1) Spark & Factorio
As I searched for an interesting topic to discuss data engineering, I stumbled upon the impressive game called Factorio. After playing it for a while, I noticed that many of the game’s concepts were similar to those used in Apache Spark.
My goal is to introduce you to the essential concepts of Spark while making the learning process enjoyable. Specifically, I will cover Spark’s computing capabilities, as well as one of the most common issues I have faced when working with Spark – data distribution.
2) What makes Factorio brilliant for engineers?
Why choose Factorio? Well, Factorio is a unique strategy and survival game where the main objective is to build a factory. In my opinion, it is probably the second-best thing that the Czech Republic has given us, coming in just behind Kofola. Some would argue that fired cheese should be put into contention too.
What I particularly appreciate about Factorio is its conceptual similarity to data engineering. The process of discovering and extracting ores, smelting them into plates, and using those plates to create gears, mirrors the building blocks used in data engineering.
The best part of Factorio, in contrast to real-world data engineering work, is that everything just works. There are no ‘outside circumstances’ that slow you down, aside from the original inhabitants of the game world – the bugs. You won’t have to deal with services that are unavailable or be told that you need to sit through five meetings before gaining access to an API. Factorio scratches all the right places in an engineer’s mind.
Apache Spark is a fast and flexible open-source data processing engine that can handle large-scale data processing tasks. It provides high-level APIs in Java, Scala, Python, and R, and supports batch processing, streaming, machine learning, and graph processing.

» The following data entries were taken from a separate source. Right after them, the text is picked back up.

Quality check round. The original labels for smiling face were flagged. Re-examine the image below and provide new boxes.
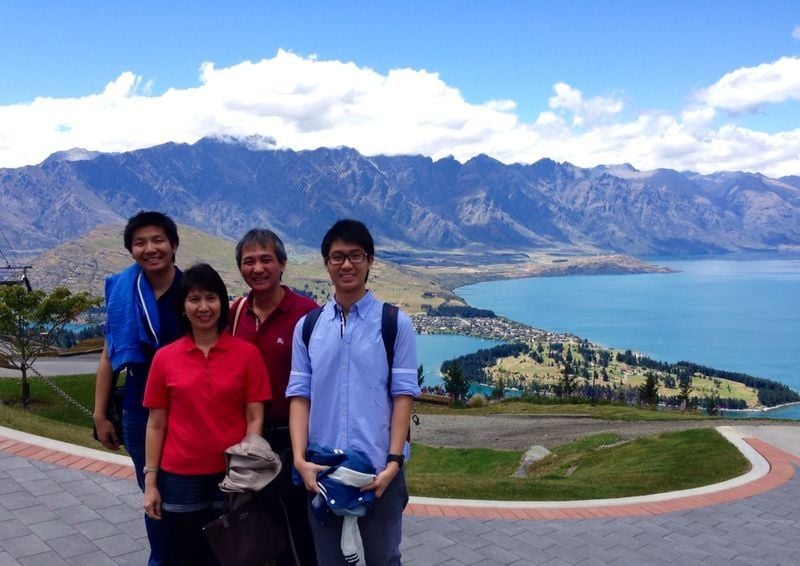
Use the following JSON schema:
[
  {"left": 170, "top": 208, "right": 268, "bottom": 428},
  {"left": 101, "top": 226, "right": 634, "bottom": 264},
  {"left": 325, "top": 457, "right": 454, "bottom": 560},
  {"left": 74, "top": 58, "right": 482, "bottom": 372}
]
[
  {"left": 325, "top": 240, "right": 372, "bottom": 295},
  {"left": 131, "top": 226, "right": 176, "bottom": 274},
  {"left": 239, "top": 244, "right": 286, "bottom": 294},
  {"left": 183, "top": 288, "right": 222, "bottom": 334}
]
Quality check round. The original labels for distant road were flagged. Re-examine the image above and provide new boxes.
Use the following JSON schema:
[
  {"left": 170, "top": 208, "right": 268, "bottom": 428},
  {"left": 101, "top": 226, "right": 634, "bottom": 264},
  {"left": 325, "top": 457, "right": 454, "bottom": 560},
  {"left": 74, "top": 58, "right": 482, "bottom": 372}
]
[{"left": 0, "top": 354, "right": 100, "bottom": 377}]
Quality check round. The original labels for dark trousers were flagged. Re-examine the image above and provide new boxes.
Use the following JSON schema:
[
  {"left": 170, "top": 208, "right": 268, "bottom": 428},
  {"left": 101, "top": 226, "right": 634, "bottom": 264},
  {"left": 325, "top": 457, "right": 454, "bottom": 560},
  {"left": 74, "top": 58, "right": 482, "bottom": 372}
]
[{"left": 122, "top": 408, "right": 169, "bottom": 566}]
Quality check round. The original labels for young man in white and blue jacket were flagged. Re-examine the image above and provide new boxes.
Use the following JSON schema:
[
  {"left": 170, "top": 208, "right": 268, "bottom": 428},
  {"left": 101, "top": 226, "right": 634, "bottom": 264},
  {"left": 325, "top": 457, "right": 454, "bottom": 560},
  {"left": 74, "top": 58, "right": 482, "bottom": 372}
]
[{"left": 94, "top": 211, "right": 181, "bottom": 566}]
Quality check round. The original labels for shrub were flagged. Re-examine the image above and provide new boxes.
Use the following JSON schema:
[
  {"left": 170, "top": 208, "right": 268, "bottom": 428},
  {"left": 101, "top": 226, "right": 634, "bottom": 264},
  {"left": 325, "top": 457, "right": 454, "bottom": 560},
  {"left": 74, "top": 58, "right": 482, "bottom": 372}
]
[{"left": 467, "top": 393, "right": 489, "bottom": 409}]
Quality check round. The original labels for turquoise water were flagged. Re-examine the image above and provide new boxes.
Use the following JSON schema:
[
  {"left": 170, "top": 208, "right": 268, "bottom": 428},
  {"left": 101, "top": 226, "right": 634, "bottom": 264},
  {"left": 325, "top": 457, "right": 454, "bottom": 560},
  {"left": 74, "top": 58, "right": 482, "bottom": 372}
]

Without further ado, let’s start with the basics and work our way forward.
3) The basics: data, partiions, cores, nodes
We will be using four essential concepts down the road, let’s start with the introduction of first, most basic one: the data.In real worlds this could be just about anything, but for the principles of Factorio, data will be obfuscated as … Iron Plates.
How are iron plates made in factorio? It’s really simple, you mine the iron ore, and smelt it in furnaces. As easy as it sounds.
Since Apache Spark is suited for big data workflows, we would need to partition our data into smallers parts, and then process it in parallel.
As partitions, we will be using two different figures: red and yellow transporting belts. They have different capacities, hence why they would serve us perfectly to showcase the speed of data.
We’ve got the data ‘transportation’ covered, now how to process it? For this we would be using two different types of objects: assembling machines. Say hello to Cores. First, the basic assembly machine:
And the advanced assembling machine, faster core.
Big data = a lot of computing = a lot of cores. Nodes are a way of organizing computing devices to work together in a coordinated way. In this particular we would be using nodes containing 4 cores each. Be it of basic, or advanced assembling machines.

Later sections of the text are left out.